Deuxièmement, certains partenaires stratégiques américains importants ont des politiques technologiques fondamentales qui pourraient limiter la prolifération des produits et services d’IA. Par exemple, l’Inde, la Corée du Sud et le Vietnam ont des exigences explicites en matière de localisation des données qui rendent les investissements difficiles et entravent particulièrement la prolifération de produits et services basés sur l’IA, qui reposent sur des appels d’API provenant de modèles basés ailleurs. Engager ces partenaires pour démontrer le potentiel des entreprises américaines à soutenir le développement de l’IA, tout en préservant les protections destinées à soutenir la vie privée des utilisateurs, la concurrence locale et la sécurité nationale, devrait être une priorité absolue.
Troisièmement, en plus des initiatives existantes telles que le Conseil du commerce et de la technologie entre les États-Unis et l’Union européenne, l’initiative entre les États-Unis et l’Inde sur les technologies critiques et émergentes (iCET) et le dialogue global entre les États-Unis et le Royaume-Uni sur la technologie et les données, la communauté politique américaine en matière d’IA devrait chercher à établir des dialogues bilatéraux et multilatéraux avec un groupe plus large de pays. Les dialogues des pistes 1.5 et 2 peuvent être un outil puissant pour mettre en valeur l’ingéniosité américaine en matière d’IA, tout en fournissant aux entités américaines un contexte sur la manière dont leurs capacités s’intègrent dans un réseau de pays partageant les mêmes idées. Les dialogues politiques technologiques portant sur les flux de données transfrontaliers, la cybersécurité commune, le financement de la recherche et les investissements doivent être organisés autour de l’IA plutôt que des médias sociaux et du commerce électronique.
Quatrièmement, la prochaine étape logique en matière de contrôle des exportations à double usage liées à l’IA devrait inclure les API, produits et services d’IA. Si une puce d’IA pouvait être déployée pour soutenir le développement d’armes de destruction massive, un grand modèle de langage accessible via une API pourrait également l’être.
Cinquièmement et enfin, indépendamment de ces initiatives, l’une des principales priorités de la politique étrangère devrait être d’atténuer les risques existentiels et les méfaits des catastrophes liées à l’IA. Ces conversations devraient avoir lieu indépendamment de la concurrence stratégique. Les chercheurs axés sur le risque devraient être habilités à partager des informations sur les menaces qu’ils découvrent provenant d’une IA malveillante, mal alignée ou auto-répliquante.
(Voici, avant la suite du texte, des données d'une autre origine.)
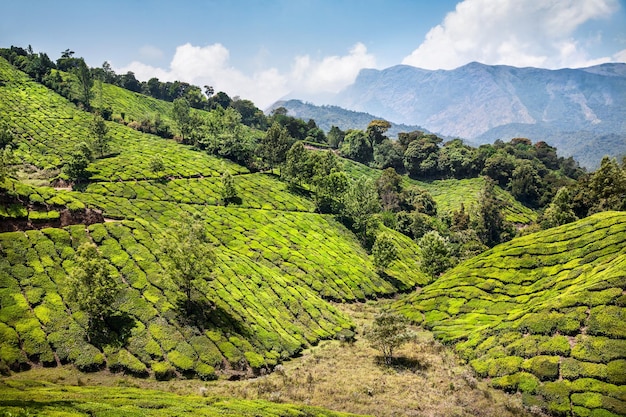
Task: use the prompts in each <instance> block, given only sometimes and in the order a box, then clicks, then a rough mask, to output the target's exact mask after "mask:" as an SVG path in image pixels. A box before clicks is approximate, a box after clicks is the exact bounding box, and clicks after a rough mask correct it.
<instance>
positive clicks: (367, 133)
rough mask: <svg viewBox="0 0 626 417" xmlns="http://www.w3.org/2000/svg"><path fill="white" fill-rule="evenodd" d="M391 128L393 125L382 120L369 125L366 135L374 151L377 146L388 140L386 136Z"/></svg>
mask: <svg viewBox="0 0 626 417" xmlns="http://www.w3.org/2000/svg"><path fill="white" fill-rule="evenodd" d="M390 127H391V123H389V122H388V121H386V120H381V119H375V120H372V121H371V122H370V123H369V124H368V125H367V130H366V133H367V137H368V138H369V141H370V146H371V148H372V149H374V147H376V145H379V144H380V143H382V141H383V140H385V139H386V138H387V137H386V136H385V133H386V132H387V130H389V128H390Z"/></svg>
Les conséquences d’un alignement sécuritaire et économique correct sont tout aussi graves qu’elles l’étaient dans les années 1940. Ces mesures stratégiques ont conduit à une ère de paix internationale sans précédent, d’augmentation des revenus et du niveau de vie. Toutefois, il est important de rappeler qu’elles étaient ancrées dans les atouts des États-Unis. Aujourd’hui, l’échange des capacités américaines d’IA contre un alignement en matière de sécurité pourrait initier l’évolution de l’ordre libéral mondial soutenu par le leadership américain, ouvrant la voie à des décennies supplémentaires de paix et de prospérité avec un cycle vertueux d’intégration et de croissance.